The wife of high-profile rights lawyer Xie Yanyi won a limited award from a district court in Beijing on Tuesday, January 14, against the landlord who, under pressure from the police, evicted her family last year.

The hearing for the lawsuit filed by Yuan Shanshan opened in the Miyun District People’s Court in a suburb of Beijing, with judges deciding the process would continue in spite of the defendant’s absence.

The judge found that Yuan was entitled to the reimbursement of rent monies paid in advance, but not for the recovery of personal items lost in the forced eviction process.

Yuan was also ordered to pay court costs, she told RFA after the case was wrapped up.

“I told the judge that the landlord called me two days ago to try to settle, and said that it was the Miyuan urban management police, or “chengguan”who wouldn’t let him rent the place to us,” she said.

But the judge denied Yuan’s request to have the local chengguan added to the case as a defendant, she said.

The judge also rejected witness testimony provided by Yuan, although video footage was allowed.

“The court let the police station very obviously off the hook, and didn’t force the landlord to appear,” Yuan said. “If I had had no video evidence, he wouldn’t have even [ordered my rent repaid].”

“All of this persecution stems from the fact that the human rights lawyers [detained, questioned and jailed] since July 2015 have stuck to their principles,” she said.

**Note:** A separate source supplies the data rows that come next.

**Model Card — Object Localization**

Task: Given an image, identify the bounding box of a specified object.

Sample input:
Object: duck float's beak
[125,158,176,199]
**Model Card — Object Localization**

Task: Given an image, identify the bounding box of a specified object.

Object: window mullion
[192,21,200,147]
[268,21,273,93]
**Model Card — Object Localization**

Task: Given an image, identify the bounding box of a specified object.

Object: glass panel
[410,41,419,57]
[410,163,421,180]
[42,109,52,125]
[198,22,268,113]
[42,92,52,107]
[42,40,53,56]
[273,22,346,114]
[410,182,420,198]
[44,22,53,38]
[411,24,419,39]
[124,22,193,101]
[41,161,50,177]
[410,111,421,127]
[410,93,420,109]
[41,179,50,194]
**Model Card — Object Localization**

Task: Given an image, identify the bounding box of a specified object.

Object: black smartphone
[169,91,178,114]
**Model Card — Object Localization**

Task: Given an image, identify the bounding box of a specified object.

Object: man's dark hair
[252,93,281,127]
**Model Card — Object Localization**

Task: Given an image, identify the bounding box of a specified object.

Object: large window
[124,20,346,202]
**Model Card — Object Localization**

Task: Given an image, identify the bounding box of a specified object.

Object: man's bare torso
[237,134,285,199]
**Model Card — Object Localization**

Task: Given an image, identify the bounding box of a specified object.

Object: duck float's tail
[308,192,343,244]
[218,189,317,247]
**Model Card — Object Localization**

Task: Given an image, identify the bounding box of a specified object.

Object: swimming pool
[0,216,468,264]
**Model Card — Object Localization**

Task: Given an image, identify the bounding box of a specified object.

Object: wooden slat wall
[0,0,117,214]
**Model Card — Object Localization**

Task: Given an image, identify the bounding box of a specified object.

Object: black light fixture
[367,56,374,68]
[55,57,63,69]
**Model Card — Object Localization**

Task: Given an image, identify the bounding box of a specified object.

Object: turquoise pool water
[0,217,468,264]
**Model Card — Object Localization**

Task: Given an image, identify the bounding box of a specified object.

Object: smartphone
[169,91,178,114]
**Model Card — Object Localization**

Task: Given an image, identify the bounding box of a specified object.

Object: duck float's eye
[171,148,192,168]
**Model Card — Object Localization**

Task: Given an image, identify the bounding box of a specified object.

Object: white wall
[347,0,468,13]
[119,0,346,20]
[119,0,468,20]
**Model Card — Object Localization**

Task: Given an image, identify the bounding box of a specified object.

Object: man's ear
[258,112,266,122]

“I don’t even want to think about how bad it could get in future: I have to just carry on.”

A nationwide police operation under the administration of President Xi Jinping has targeted more than 300 lawyers, law firms, and related activists for questioning, detention, imprisonment, debarring, and travel bans since it launched in July 2015.

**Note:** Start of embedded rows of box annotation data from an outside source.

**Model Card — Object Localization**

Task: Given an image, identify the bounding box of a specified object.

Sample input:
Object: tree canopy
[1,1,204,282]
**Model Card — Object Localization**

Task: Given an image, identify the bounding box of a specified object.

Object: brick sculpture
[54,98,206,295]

Li Wenzu, whose lawyer husband Wang Quanzhang was jailed in the crackdown after spending years in pretrial detention, said she has also been targeted for eviction after police put pressure on her landlord.

“Our family also experienced persecution in the form of forcible relocation after July 2015,” Li told RFA.

“The authorities target the families of dissidents and prisoners of conscience for eviction. It’s a very common method, which is aimed at causing huge psychological pressure and trouble for us.”

Beijing-based rights activist Ye Jinghuan agreed, saying the authorities were acting in a criminal manner.

“They have used such methods in all of the July 2015 cases to perpetrate violence against family members [of rights lawyers],” Ye said.